Based on the clinical features, fibrous hyperplasia was the main diagnostic hypothesis. However, the fact of being a long-standing lesion made it difficult to associate any source of trauma. Therefore, an excisional biopsy under local anesthesia was performed after obtaining the signed informed consent. The specimen was sent for histopathological analysis. Microscopically, it consisted of mature adipose tissue lobules, intersected by dense collagenous fibrous tissue bands covered by a squamous stratified parakeratinized epithelium. A fibrous capsule was seen surrounding the fibroadipose proliferation (Figure 2). The final diagnosis was fibrolipoma. The postoperative course was uneventful, and no recurrence was identified after 7 months of follow-up.
DISCUSSION
The hard palate is an infrequent site for adipose neoplasms as there is scarce adipose tissue in this area. In contrast, it is a common site for minor salivary gland neoplasms, harboring up to two-thirds of these cases. Most benign salivary gland tumors present with similar clinical features to other mesenchymal lesions, i.e. asymptomatic nodules with a smooth and normal- colored surface. However, and different from the present case, they are commonly sessile and found on the posterolateral aspect of the palate.6
Fibrous hyperplasia is the most common among the mesenchymal reactive lesions. It usually presents as a sessile nodule, and rarely exceeds 2 cm.7 Unlike this case, very often a source of chronic trauma is identified or related by the patients. Despite its high frequency, reactive hyperplastic lesions are uncommon in the palate, except for those associated with old or ill-fitting dentures.8
Regarding mesenchymal neoplasms, the palate is a frequent site for neural tumors. The most common in the oral cavity are neurofibroma and granular cell tumor, occurring in the palate and tongue, respectively. The hard palate is the most common intraoral site for palisaded encapsulated neuroma; however, it is usually a small submucosal nodule that rarely exceeds 1.0 cm.9
Classically, adipose lesions are associated with a yellowish discoloration; however, this color is only observed in 16.3% of intraoral lipomas. Most of them are covered by normal-colored mucosa as reported in the present case, and in these cases usually, lipoma is not considered a clinical differential diagnosis.3
Different from lipoma which has a male preponderance, fibrolipoma is more common in females, and regarding age, the latter is diagnosed in patients one decade older than simple lipoma, most of them in the seventh decade, as is our patient.10
Independent of histological variant, most of the intraoral lipomas are sessile based,4 particularly in fibrolipomas of the palate, when data were available, also most had a sessile base (Table 1). Interestingly, the actual case had a pedunculated base.

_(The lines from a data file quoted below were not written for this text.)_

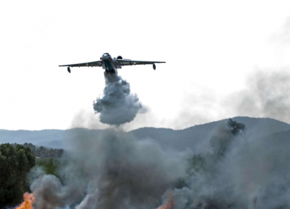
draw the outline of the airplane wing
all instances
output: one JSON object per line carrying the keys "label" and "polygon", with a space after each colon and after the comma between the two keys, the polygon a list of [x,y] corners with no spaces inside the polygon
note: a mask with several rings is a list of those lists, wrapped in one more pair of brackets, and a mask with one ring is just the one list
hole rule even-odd
{"label": "airplane wing", "polygon": [[122,66],[125,65],[150,65],[154,63],[165,63],[166,62],[159,61],[135,61],[131,59],[118,59],[119,63]]}
{"label": "airplane wing", "polygon": [[101,67],[102,65],[101,61],[97,61],[89,63],[83,63],[78,64],[59,65],[59,67]]}

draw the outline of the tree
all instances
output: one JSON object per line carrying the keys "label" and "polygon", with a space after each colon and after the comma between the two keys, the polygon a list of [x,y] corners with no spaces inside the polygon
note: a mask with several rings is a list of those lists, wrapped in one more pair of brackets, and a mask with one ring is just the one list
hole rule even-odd
{"label": "tree", "polygon": [[210,139],[210,145],[217,159],[224,156],[230,144],[239,134],[245,134],[246,127],[245,124],[229,119],[226,126],[220,130],[219,134]]}
{"label": "tree", "polygon": [[27,192],[27,175],[35,165],[35,156],[28,147],[0,145],[0,208],[22,201]]}

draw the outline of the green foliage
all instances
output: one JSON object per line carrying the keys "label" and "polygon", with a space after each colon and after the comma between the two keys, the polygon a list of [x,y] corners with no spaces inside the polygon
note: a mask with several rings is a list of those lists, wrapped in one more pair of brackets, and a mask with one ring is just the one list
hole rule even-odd
{"label": "green foliage", "polygon": [[57,158],[38,158],[36,159],[36,166],[41,167],[46,174],[57,176],[57,171],[60,164]]}
{"label": "green foliage", "polygon": [[[17,144],[14,144],[13,146],[16,146]],[[36,157],[41,158],[59,158],[64,153],[63,149],[50,148],[43,146],[36,146],[31,143],[24,143],[23,146],[29,147]]]}
{"label": "green foliage", "polygon": [[232,134],[233,136],[235,136],[240,132],[245,133],[246,130],[246,126],[245,124],[238,123],[237,121],[234,121],[231,118],[229,118],[228,121],[228,127],[231,130],[231,134]]}
{"label": "green foliage", "polygon": [[0,145],[0,208],[22,201],[27,191],[27,174],[35,165],[29,148],[17,144]]}

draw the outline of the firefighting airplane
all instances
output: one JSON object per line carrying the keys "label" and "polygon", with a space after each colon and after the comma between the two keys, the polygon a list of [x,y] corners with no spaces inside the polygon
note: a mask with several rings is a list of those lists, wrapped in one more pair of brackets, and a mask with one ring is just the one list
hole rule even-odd
{"label": "firefighting airplane", "polygon": [[71,73],[71,67],[102,67],[103,69],[106,70],[106,72],[117,73],[117,69],[121,69],[122,66],[151,64],[153,65],[153,69],[155,70],[155,63],[165,63],[166,62],[133,61],[131,59],[123,59],[121,56],[118,56],[116,59],[115,57],[112,58],[109,53],[104,53],[100,58],[100,61],[59,66],[68,67],[68,71],[69,73]]}

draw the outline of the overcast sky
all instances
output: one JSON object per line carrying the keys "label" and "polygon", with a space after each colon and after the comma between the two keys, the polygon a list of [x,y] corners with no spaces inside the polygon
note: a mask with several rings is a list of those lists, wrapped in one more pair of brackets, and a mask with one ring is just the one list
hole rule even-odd
{"label": "overcast sky", "polygon": [[126,130],[235,116],[223,104],[254,72],[290,66],[289,1],[12,0],[0,8],[0,129],[107,127],[92,107],[103,70],[58,67],[104,52],[166,61],[156,71],[119,70],[148,110]]}

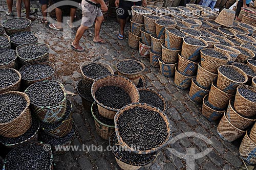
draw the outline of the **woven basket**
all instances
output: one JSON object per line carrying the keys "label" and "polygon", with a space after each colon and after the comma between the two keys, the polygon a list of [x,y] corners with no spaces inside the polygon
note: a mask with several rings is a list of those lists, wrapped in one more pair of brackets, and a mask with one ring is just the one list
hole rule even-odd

Due to their low frequency, there is few information about the clinical features and implications of the histological variants of intraoral lipoma. For this reason, it becomes important to properly diagnose and clinically characterize them as well as to differentiate them from other entities with similar characteristics.
CONCLUSION
Fibrolipoma is a benign lesion that mainly affects the buccal mucosa, and it is characterized as a painless, well-circumscribed sessile nodule with a normal-colored smooth surface. These clinical features are non-specific and could correspond to other entities, both reactive and neoplastic. The present case occurred in an unusual location for fibrolipoma, but common for salivary gland tumors, so histopathological examination is essential in order to achieve an accurate diagnosis.